Moreover, chloroquine is not listed among the four treatments studied as part of the recently launched European clinical trial piloted by Inserm, which includes 3200 severe hospitalized patients, including 800 French patients.
Chloroquine was ruled out due to the risk of interactions with other medications for common comorbidities in infected patients, and because of possible adverse effects in patients undergoing resuscitation.
The Marseille Study
The European Union Clinical Trials Register shows that the Marseille study was accepted on 5th March by the National Medicines Safety Agency (ANSM). It could include up to 25 COVID-19 positive patients, comprising five aged 12–17 years, 10 aged 18–64 years, and 10 more aged 65 years or over.

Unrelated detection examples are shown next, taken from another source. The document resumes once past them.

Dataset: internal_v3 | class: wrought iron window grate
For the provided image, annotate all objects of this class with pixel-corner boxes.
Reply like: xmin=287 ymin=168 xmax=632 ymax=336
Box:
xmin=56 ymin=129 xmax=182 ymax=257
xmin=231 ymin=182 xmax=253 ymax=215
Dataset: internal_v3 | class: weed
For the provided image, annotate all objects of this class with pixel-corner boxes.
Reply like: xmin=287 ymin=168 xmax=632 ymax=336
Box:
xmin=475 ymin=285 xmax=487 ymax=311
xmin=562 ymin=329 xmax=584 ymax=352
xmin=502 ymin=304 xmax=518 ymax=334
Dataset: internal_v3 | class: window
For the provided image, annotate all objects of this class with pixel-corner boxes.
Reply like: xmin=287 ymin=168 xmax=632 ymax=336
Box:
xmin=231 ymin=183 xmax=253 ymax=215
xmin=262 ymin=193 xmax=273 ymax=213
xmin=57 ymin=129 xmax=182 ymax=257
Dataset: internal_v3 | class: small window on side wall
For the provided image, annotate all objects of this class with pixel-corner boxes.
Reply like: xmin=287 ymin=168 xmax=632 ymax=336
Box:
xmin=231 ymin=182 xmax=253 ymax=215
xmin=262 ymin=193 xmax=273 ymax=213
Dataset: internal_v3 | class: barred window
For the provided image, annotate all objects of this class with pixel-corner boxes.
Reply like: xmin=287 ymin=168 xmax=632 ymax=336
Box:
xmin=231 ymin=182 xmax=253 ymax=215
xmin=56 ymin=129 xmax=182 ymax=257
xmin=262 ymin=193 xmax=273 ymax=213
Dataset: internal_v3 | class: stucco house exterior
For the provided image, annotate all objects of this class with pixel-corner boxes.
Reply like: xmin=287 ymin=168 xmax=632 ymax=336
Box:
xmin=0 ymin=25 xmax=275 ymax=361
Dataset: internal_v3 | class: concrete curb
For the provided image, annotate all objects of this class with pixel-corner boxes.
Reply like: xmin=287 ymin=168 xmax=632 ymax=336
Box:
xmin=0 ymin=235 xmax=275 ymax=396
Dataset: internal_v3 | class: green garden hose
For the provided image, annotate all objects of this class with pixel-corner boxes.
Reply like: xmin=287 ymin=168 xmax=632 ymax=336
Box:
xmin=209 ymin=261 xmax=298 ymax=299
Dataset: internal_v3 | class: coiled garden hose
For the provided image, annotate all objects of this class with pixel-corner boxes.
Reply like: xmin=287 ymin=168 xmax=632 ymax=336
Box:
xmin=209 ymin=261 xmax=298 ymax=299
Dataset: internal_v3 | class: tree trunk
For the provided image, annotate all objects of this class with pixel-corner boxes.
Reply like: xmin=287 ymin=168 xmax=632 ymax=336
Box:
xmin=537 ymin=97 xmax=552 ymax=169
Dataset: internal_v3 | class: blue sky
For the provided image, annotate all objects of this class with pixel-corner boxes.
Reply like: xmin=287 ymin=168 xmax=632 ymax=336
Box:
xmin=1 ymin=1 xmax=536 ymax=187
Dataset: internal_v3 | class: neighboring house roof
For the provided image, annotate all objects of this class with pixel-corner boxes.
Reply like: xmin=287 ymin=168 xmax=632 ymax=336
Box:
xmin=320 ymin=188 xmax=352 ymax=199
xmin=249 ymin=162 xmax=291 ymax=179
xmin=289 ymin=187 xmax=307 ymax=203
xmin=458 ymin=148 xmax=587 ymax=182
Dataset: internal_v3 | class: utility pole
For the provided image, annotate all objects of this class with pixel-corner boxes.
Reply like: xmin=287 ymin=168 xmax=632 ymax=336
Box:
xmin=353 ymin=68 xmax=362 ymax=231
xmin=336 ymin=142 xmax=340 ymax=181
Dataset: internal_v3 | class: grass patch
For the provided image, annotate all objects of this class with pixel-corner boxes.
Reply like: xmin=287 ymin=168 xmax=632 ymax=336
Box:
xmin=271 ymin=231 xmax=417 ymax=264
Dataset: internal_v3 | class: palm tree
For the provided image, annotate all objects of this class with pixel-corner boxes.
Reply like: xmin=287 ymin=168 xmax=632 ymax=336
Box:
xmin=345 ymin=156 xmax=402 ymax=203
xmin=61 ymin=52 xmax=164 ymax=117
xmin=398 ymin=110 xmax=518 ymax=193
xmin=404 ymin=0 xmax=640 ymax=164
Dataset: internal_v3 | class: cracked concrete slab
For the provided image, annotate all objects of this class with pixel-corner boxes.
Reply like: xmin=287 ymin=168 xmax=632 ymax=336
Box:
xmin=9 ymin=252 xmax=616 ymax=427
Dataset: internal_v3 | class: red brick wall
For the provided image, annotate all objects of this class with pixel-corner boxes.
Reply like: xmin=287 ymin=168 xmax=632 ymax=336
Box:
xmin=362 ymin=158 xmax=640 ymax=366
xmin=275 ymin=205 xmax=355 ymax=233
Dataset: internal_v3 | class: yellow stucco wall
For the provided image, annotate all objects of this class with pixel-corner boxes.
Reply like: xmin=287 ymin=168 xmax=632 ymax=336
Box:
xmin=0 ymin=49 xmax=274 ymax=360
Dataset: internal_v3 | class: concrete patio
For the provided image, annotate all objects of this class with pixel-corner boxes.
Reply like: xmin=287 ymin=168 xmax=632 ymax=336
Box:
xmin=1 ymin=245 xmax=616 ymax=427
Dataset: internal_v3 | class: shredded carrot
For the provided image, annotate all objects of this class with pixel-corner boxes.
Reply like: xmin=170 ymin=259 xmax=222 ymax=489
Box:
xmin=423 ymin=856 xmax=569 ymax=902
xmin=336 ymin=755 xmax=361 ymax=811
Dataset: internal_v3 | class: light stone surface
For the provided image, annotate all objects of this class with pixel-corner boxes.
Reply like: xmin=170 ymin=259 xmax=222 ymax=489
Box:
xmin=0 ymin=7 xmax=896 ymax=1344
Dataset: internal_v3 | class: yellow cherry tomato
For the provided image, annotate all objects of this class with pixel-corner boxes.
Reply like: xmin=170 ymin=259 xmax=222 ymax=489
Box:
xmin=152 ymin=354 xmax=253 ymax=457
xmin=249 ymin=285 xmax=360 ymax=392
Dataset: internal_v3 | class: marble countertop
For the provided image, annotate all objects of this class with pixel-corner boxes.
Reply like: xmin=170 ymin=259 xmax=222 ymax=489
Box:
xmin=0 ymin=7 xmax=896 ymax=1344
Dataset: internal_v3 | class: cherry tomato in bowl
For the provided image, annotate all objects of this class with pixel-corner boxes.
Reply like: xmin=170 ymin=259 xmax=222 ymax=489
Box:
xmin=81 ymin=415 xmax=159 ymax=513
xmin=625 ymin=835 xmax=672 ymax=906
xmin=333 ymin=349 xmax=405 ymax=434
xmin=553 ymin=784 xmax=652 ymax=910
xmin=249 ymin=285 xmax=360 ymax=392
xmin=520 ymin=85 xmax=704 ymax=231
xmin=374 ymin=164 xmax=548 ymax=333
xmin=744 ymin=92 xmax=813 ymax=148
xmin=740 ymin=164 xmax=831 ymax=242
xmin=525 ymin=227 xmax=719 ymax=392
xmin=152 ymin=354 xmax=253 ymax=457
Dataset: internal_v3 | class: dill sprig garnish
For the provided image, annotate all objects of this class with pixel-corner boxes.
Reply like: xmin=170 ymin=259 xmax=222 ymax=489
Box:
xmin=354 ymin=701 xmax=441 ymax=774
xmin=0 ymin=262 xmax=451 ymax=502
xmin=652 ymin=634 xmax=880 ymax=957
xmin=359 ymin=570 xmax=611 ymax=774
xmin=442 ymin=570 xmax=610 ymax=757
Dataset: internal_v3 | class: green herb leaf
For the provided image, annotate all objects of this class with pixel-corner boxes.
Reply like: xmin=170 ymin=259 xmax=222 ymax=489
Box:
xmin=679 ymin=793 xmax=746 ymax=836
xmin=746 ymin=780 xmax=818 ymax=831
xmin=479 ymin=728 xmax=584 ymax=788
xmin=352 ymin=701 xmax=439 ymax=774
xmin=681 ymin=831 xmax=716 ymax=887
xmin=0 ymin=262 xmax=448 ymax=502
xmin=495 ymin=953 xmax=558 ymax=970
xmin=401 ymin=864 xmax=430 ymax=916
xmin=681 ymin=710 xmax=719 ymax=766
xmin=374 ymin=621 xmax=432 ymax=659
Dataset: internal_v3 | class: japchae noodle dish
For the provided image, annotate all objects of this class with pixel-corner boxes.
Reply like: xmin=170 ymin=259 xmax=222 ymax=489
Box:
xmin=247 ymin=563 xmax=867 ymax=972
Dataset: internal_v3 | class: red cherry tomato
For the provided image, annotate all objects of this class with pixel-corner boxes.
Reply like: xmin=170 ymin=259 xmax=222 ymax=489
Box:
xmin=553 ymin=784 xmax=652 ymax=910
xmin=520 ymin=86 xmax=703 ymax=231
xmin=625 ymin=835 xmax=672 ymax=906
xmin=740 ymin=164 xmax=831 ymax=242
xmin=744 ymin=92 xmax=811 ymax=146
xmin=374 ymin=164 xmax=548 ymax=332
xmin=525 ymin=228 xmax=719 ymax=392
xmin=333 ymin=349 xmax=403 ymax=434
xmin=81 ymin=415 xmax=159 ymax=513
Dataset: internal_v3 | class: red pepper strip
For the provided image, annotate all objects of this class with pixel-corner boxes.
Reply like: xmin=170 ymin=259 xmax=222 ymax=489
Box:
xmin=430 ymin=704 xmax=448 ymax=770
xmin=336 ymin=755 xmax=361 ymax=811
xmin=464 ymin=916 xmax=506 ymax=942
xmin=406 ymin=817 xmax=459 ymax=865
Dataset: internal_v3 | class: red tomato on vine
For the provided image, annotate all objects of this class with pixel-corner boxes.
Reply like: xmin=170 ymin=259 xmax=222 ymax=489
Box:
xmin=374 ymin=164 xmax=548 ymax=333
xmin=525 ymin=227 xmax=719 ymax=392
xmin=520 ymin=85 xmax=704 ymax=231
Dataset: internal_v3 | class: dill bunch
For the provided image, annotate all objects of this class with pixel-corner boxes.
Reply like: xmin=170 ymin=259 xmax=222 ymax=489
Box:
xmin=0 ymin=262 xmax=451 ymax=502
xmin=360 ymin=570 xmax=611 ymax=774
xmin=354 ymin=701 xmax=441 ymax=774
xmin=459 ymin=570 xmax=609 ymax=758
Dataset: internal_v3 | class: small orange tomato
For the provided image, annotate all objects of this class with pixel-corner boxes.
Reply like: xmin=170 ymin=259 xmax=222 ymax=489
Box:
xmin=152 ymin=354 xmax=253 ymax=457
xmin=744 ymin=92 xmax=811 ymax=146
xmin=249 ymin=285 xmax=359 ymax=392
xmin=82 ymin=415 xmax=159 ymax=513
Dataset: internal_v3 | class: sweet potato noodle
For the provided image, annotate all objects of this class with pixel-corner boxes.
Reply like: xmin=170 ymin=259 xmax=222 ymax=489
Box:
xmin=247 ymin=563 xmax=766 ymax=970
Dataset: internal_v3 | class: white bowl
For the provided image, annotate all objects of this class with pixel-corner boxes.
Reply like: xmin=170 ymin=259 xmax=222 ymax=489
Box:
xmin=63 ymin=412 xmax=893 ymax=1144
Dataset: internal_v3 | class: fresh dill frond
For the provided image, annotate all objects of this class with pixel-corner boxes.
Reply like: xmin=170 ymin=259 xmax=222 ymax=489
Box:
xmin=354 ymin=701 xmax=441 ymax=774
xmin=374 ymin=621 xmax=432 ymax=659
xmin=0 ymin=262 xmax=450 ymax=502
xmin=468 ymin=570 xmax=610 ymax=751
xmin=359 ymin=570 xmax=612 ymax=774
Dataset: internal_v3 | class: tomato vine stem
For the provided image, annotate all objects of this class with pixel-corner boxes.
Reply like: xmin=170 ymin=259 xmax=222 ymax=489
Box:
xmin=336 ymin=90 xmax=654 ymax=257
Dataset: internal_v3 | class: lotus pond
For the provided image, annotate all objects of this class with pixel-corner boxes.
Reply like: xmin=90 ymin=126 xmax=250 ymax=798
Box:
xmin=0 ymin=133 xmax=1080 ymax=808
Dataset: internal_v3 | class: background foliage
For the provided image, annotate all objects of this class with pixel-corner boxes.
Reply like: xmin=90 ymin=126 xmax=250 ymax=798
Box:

While the data have not yet been published, and should, therefore, be interpreted with caution, this non-randomized, unblinded study showed a strong reduction in viral load with hydroxychloroquine.
After 6 days, the percentage of patients testing positive for COVID-19 who received hydroxychloroquine fell to 25% versus 90% for those who did not receive the treatment (a group of untreated COVID-19 patients from Nice and Avignon).
In addition, comparing untreated patients, those receiving hydroxychloroquine and those given hydroxychloroquine plus the antibiotic azithromycin, the results showed there was "a spectacular reduction in the number of positive cases" with the combination therapy, said Prof Raoult.
At 6 days, among patients given combination therapy, the percentage of cases still carrying SRAS-CoV-2 was no more than 5%.